India Nature: Kutch Backroads, An Essay, part III
Trip Start Mar 21, 2005
334Trip End Ongoing
In the morning of March 9, I left with Hirjee, a young man who knew the back roads, and Mahadev, our dextrous yet farsighted elder driver, whose eyes shone behind his glasses. We began at the Tera Dhond or grassland, named a nature sanctuary only four months ago. "Even the local people don't know about it yet," Dr. Bhavesh Thakkar, director of KERC told me, realizing that a long-term education campaign lay ahead. A large flock of sheep grazed in the grassland, confirming the difficulty of nature conservation and environmental education in populated India. And the shepherd had a face, a name, a family. Combined with nearby Nalia Dhond, the two grasslands totaled over 10,000 acres, both named as part of the Great Indian Bustard Sanctuary.
"There," said Hirjee, pointing to a female Indian Bustard in the distant short grasses. A male soon appeared out of the thorn scrub near our Mahindra Range Utility Vehicle, puffing his feathers in display to his consort. We watched as the couple disappeared together, as in a Bollywood movie, into the distance.
And, yes, I had mixed feelings about hiring a Utility Vehicle to trapse through the woods and shrubs looking for birds. In the end, I made an exception and justified the extravagance, perhaps erroneously, by thinking that my experiences and whatever might come from that would offset my carbon emissions. Don't two years with no car traveling via public transportation and walking 1,000 miles or so also count? While traveling, my carbon footprint had considerably diminished as I had renounced most comforts and conveniences of the road.
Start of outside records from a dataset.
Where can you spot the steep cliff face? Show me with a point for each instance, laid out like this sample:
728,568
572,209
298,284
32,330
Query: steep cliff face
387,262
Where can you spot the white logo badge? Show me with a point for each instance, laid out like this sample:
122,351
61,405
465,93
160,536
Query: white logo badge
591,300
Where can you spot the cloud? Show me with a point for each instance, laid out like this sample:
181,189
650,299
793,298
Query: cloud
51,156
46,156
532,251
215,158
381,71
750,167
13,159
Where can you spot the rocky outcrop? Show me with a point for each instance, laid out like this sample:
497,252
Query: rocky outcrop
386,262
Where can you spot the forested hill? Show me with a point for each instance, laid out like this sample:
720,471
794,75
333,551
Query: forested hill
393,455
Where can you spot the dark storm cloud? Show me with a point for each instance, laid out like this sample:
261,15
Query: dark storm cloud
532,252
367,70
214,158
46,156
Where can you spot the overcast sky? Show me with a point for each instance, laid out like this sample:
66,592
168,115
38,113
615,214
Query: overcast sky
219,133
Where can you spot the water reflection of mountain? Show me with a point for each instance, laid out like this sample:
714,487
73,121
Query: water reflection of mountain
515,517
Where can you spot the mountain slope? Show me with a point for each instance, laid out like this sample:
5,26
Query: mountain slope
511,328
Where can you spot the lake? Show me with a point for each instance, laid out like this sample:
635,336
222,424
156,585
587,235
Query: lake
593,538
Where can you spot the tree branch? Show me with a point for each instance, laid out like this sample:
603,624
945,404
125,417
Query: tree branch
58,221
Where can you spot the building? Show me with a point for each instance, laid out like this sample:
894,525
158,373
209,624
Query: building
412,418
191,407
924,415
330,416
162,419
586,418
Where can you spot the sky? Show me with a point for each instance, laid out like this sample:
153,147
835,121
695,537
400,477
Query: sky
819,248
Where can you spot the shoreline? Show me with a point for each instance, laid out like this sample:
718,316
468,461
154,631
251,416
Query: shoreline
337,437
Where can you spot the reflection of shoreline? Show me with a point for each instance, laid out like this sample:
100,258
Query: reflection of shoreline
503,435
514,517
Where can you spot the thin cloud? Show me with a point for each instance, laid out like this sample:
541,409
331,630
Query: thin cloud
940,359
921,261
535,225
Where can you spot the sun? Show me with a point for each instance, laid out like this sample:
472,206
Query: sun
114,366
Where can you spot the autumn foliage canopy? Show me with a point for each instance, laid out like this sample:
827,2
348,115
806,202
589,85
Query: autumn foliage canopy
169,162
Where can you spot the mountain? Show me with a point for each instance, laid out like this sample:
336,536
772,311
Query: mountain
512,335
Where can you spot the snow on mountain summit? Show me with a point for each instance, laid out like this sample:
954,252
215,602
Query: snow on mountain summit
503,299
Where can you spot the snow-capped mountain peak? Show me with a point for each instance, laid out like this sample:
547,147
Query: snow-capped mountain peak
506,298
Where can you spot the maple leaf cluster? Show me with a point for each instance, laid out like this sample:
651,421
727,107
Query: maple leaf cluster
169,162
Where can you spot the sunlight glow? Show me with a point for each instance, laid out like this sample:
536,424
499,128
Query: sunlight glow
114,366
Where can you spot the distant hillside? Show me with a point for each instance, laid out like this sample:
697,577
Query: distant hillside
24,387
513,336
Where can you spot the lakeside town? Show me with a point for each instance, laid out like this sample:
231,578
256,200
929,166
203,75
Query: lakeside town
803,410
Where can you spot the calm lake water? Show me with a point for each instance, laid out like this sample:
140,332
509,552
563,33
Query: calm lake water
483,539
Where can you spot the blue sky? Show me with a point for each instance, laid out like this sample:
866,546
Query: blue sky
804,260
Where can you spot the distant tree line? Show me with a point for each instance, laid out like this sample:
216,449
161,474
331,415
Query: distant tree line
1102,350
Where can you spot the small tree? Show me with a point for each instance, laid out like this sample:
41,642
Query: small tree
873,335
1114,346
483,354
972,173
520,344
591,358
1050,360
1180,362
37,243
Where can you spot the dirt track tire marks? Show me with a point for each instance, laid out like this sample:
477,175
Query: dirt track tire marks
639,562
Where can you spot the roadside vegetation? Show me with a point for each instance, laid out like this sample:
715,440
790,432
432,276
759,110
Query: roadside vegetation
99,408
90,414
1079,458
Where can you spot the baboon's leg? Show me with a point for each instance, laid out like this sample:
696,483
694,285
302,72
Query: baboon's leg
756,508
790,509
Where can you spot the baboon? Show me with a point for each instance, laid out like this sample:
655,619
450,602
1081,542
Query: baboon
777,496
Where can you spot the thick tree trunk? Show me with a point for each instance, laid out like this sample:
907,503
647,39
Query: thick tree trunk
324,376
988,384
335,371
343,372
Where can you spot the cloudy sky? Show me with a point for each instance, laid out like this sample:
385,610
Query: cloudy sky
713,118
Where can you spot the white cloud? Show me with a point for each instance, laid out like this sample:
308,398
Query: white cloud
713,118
Our next stop was Soneri Hills, one place where the small White-naped Tit lives in open woodlands. Hirjee and I searched for hours, up and down the ridges of the hills. In my fifty rupee Indian foam sandals (my hiking boots were stolen in Bihar), the walking was accentuated, as thorns punctured the soft soles, pricking my feet. Birds flew from tree to tree, their wing beats audible in the silent late afternoon air, calling, identifying themselves as a White-eared or Red-vented Bulbul. Several times, a Grey-necked Bunting appeared, but no White-naped Tit. I attempted being impassionate and equanimous.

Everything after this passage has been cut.